Your barn conversion – "what you really wanted for yourself"

Thoughts on making YOUR barn conversion – "what you really wanted for yourself"

This comment from robertloxton was posted on one of my how much does a barn conversion cost posts the other day.

Hello,
I bought a threshing barn and subsequently got pp for conversion to one dwelling. There are so many different ideas and prejudices out there about how and where to go about this.

The best advice I had…..was to make sure you applied for what you really wanted for yourself. Not to be unduly influenced by other peoples experience. Sometimes you find that experience (including professional) is 20 years old….and in truth matters have moved on. The economy has moved on.

So my answer is to spend a huge amount of time reasearching and establishing for yourself what you want. Head up the applications yourself and use the professionals as back up to you. Don’t let them be the lead players.
Clearly you have to be doing this in an informed way. But rocket science it ain’t.

I think there are some really important points in there…

I’m not anti-architect, I’ve never used one myself but I know a few and value their advice and opinion. But Roberts point on your conversion being about “what you really wanted for yourself” is key to personal success for most fool-hardy instigators of conversion projects.
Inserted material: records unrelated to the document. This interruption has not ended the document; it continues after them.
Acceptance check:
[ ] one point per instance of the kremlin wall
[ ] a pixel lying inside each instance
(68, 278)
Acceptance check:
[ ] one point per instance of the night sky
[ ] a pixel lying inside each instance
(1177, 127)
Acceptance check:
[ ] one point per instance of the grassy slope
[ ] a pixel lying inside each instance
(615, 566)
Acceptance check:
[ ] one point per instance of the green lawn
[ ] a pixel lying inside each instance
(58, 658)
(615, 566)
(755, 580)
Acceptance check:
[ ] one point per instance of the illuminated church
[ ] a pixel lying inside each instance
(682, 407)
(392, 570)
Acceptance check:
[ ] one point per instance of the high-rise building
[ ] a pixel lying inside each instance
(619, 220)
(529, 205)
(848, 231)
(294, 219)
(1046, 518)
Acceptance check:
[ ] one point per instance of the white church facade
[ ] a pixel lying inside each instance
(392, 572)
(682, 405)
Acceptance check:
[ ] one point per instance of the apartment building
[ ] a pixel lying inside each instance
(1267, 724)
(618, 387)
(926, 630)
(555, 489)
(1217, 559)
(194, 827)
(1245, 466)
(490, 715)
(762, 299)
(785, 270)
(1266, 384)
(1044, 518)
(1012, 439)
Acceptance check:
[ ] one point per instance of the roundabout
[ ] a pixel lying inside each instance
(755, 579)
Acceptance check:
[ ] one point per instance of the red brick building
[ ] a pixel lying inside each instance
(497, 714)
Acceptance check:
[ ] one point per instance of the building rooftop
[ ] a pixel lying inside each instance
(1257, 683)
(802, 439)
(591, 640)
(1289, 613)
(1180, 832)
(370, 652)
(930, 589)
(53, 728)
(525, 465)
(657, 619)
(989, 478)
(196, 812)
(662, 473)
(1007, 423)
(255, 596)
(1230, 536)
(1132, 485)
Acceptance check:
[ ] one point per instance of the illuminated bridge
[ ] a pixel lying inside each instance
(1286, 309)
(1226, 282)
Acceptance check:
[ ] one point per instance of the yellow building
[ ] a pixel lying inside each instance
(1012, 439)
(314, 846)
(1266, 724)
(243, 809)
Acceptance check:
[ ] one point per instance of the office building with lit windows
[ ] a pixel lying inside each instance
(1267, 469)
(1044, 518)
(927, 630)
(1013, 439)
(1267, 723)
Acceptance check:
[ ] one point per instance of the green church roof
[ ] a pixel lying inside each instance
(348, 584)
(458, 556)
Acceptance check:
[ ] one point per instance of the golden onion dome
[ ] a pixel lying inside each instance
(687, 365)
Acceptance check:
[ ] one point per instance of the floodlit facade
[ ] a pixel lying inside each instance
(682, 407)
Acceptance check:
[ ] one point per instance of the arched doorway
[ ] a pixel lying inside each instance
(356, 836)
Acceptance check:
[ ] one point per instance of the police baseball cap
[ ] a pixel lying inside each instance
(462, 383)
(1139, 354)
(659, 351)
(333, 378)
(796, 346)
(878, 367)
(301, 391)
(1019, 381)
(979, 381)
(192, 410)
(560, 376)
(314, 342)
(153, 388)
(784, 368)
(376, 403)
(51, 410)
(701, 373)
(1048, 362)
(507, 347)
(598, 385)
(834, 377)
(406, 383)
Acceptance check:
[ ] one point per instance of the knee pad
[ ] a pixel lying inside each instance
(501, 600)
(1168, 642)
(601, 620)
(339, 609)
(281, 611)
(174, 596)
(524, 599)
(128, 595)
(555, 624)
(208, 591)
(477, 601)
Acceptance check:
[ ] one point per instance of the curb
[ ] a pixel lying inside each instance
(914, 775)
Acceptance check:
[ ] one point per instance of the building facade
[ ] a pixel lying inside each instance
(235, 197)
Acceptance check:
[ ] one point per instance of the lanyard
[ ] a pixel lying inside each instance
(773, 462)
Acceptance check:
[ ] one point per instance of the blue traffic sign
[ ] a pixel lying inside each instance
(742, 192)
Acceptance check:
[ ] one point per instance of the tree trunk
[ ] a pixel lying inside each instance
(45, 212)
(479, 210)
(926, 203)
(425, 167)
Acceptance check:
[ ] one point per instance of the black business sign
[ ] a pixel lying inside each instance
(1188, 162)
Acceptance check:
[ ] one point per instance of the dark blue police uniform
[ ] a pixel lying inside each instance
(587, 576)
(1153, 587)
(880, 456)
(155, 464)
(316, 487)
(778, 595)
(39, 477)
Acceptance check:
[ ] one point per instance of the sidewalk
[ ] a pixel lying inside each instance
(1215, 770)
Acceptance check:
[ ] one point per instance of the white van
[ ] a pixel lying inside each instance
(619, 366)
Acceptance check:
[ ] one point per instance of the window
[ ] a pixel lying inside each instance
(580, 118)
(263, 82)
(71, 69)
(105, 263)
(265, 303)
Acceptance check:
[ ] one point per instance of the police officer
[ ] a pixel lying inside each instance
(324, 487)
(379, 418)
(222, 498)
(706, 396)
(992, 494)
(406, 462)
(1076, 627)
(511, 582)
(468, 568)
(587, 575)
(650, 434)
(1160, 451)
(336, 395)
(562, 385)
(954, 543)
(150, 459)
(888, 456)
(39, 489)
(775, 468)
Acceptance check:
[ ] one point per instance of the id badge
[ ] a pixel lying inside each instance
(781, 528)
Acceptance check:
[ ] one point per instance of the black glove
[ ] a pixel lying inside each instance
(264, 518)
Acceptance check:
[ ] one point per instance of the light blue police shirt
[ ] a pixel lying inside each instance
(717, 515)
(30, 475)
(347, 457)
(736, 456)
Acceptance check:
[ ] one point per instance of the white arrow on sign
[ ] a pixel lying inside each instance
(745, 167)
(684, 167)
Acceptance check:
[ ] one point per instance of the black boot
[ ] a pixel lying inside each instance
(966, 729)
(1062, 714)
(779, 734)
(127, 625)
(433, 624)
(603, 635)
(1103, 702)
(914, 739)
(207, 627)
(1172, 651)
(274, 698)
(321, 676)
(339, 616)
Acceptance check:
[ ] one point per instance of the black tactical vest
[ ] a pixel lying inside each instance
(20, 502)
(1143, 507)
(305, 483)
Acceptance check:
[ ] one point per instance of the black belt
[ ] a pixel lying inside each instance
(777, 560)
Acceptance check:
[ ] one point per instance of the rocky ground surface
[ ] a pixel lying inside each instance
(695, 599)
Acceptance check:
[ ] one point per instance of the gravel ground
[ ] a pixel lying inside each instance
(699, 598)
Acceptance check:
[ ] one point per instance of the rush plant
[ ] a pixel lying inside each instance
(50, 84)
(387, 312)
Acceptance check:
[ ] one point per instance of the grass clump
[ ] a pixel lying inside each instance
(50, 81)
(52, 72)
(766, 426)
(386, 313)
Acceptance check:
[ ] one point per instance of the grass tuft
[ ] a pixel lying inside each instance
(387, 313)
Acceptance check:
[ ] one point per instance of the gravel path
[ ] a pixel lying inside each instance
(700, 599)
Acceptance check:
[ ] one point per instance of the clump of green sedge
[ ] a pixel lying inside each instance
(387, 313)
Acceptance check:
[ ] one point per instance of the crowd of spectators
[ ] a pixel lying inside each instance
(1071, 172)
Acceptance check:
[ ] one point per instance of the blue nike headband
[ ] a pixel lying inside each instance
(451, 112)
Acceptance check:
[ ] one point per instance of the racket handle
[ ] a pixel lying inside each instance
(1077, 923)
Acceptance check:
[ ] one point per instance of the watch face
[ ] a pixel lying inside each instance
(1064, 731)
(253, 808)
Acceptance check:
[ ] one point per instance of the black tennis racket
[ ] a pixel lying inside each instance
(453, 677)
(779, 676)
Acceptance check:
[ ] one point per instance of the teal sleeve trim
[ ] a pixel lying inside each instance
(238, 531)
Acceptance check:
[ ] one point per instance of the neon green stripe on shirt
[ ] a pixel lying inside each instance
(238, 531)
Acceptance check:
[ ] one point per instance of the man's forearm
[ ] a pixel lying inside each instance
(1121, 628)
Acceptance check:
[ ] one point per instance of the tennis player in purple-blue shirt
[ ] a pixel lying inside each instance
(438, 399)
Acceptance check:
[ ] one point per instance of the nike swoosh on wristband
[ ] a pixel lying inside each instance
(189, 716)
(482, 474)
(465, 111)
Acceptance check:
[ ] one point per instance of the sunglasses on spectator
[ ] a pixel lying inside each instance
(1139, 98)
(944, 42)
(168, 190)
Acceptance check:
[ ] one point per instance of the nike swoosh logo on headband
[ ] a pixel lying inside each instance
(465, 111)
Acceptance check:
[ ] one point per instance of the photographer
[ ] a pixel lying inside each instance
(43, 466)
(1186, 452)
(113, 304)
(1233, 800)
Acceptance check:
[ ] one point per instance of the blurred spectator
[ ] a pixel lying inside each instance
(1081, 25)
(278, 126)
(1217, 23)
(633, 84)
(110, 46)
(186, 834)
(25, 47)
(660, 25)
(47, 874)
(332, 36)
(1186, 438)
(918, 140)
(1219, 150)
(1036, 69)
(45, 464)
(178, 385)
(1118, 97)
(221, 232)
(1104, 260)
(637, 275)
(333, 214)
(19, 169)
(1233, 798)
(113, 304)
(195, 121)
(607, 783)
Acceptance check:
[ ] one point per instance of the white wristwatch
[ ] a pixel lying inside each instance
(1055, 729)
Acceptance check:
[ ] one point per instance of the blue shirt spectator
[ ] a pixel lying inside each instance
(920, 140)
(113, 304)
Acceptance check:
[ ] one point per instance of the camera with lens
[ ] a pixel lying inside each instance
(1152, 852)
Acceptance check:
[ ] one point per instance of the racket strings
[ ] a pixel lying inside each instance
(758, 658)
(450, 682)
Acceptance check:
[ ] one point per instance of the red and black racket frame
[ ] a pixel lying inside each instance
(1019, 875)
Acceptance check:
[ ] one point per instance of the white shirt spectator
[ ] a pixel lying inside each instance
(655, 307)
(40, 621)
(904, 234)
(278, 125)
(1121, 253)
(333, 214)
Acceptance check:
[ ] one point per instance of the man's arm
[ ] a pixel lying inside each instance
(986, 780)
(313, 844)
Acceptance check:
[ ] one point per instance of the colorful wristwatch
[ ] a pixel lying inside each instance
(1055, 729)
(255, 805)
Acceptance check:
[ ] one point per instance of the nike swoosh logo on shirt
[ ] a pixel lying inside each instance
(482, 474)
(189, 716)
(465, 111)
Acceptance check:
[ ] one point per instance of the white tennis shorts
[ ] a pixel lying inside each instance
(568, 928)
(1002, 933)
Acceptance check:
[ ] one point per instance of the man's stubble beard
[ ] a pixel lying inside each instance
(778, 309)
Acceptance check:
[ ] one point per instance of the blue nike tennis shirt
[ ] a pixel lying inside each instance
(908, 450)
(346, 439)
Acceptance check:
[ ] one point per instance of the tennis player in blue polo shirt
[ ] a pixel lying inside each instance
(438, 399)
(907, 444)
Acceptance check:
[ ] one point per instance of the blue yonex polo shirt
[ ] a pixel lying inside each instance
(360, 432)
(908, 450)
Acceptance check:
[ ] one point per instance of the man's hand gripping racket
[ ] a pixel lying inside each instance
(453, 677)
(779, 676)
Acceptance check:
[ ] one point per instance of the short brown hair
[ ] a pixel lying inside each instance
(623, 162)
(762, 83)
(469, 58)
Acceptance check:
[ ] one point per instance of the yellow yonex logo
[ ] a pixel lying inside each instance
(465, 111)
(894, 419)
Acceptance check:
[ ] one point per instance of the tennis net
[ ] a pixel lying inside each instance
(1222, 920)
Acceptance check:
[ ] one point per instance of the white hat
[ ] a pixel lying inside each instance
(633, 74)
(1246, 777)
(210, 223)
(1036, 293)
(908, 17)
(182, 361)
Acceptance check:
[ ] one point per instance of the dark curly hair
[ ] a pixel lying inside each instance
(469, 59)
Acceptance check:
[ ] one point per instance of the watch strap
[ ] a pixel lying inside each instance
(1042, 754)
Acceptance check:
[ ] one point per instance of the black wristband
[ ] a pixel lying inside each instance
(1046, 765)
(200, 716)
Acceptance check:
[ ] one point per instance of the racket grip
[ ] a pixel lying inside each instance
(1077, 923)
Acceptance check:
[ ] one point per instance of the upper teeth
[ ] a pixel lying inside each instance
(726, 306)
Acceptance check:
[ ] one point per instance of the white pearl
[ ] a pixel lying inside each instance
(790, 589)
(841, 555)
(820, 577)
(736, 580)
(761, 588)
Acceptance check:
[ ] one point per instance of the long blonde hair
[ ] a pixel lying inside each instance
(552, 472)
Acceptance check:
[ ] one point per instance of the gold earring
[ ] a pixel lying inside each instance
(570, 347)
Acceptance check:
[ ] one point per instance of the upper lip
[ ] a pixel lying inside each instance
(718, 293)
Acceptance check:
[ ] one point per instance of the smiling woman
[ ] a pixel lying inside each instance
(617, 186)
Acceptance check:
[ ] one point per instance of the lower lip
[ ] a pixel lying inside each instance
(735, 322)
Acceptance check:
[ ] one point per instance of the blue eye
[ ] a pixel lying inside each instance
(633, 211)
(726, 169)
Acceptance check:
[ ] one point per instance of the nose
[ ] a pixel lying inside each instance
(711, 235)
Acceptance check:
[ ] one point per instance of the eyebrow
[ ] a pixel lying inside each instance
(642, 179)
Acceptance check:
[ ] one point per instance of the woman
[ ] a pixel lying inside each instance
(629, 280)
I’m not wanting to pick on architects, but I see them as a key source of opinions that differ from your own and the most likely to be able to shift your project away from “what you really wanted for yourself“. By all means seek advice, explore differing opinions and adjust your own thoughts, but I strongly believe that you should own the overall vision for the conversion yourself.

It can be alluring to seek advice and delegate decision making, to play the part of a patron rather than project manager, but that’s rarely the route to personal success and the satisfaction gained from a vision made real that should come from a successful conversion. Unless you truly have more money than sense & a willingness to create the vision of others then conversion is surely not for the weak-hearted.

It was never planned this way, but I realise now that the name of this website enshrines this approach, it is after all, MY Barn Conversion.

VAT and Conversions

I was tweeting the other day about VAT on conversions…

I was tweeting the other day about VAT on conversions.

An article in Homebuilding Magazine titled (somewhat harshly) ‘Incompetent Inland Revenue, helpful H&R‘ provided the ‘revelation’ that the conversion of a building that hasn’t been occupied for 10+ years (or ever) is VAT exempt. Although 5% VAT is payable during conversion it can be reclaimed at the end of the project.

Personally I thought that was bloody obvious.

HMRC provides the following guidance (a simple Google search on “VAT on conversions” will get you there):

Where the building is a conversion, it must be of a non-residential building. That means a building that has either never been lived in, or hasn’t been lived in for the last ten years – not even on an occasional basis as a second home. Illegal occupation by squatters doesn’t count, however, and you are allowed to live in the property while the work’s being done, as long you move in after the work has started.

From – VAT refunds on self-build new homes or non-residential conversions

I don’t know, but perhaps, equating conversion to self-build, this level of lazy ‘uninformation’ is what holds back the UK from anything but novelty levels of self-build.

My question is…. is it too much to ask people to do their homework when undertaking one of the largest investments of their lives?

(Hope I’ve not just jinxed my own VAT reclaim with my wise-ass comments…)

In my absence…

In my absence the quality of the advice on this site has certainly improved… 😉

johnrush a ‘Chartered Building Services Engineer’ has made a couple of interesting comments on the forum.

Firstly on the heating-help-needed topic, John has written an informative piece on insulation. I particularly like his holistic ‘six-sided’ approach to insulation:

Try to think of your house as a box and you are trying to heat the inside of it. The top of the box is the easiest to deal with as it is relatively easy to add insulation to the roof space. Just dealing with the loft will not help much as you have only tackled one of the six sides.

John then goes on to add to the discussion of heat-pumps with some clear and informative information.

Thanks John!

Forum update – March 2012…

A couple of interesting posts on the much neglected forum recently…

Justin is a cabinet maker looking to gain experience from a barn conversion – post on his forum topic if you think you may have an opportunity for him.

lornapotter is looking for options on how to open up the first floor of barn conversion that she is about to undertake. Waist high tie-beams currently make the space unusable. I attempted to point out some of the options, but I’m sure there are more – please take a look at the More head height required topic on the forum.

Lessons learnt the hard way – squeaky floorboards

Having spent a few hours cutting out tongues (from floorboards nothing more sinister), lifting boards, rummaging around underneath them, padding and separating copper pipes with insulation, rescrewing and renailing, I discovered that in fact the easiest way to quieten down squeaky floorboards was to simply rehammer the heads of the nails that hold the boards in place. The boards had worked slightly lose over the last 30 years and a tap or two tightens them up by the half a millimetre or so needed to put them back into place.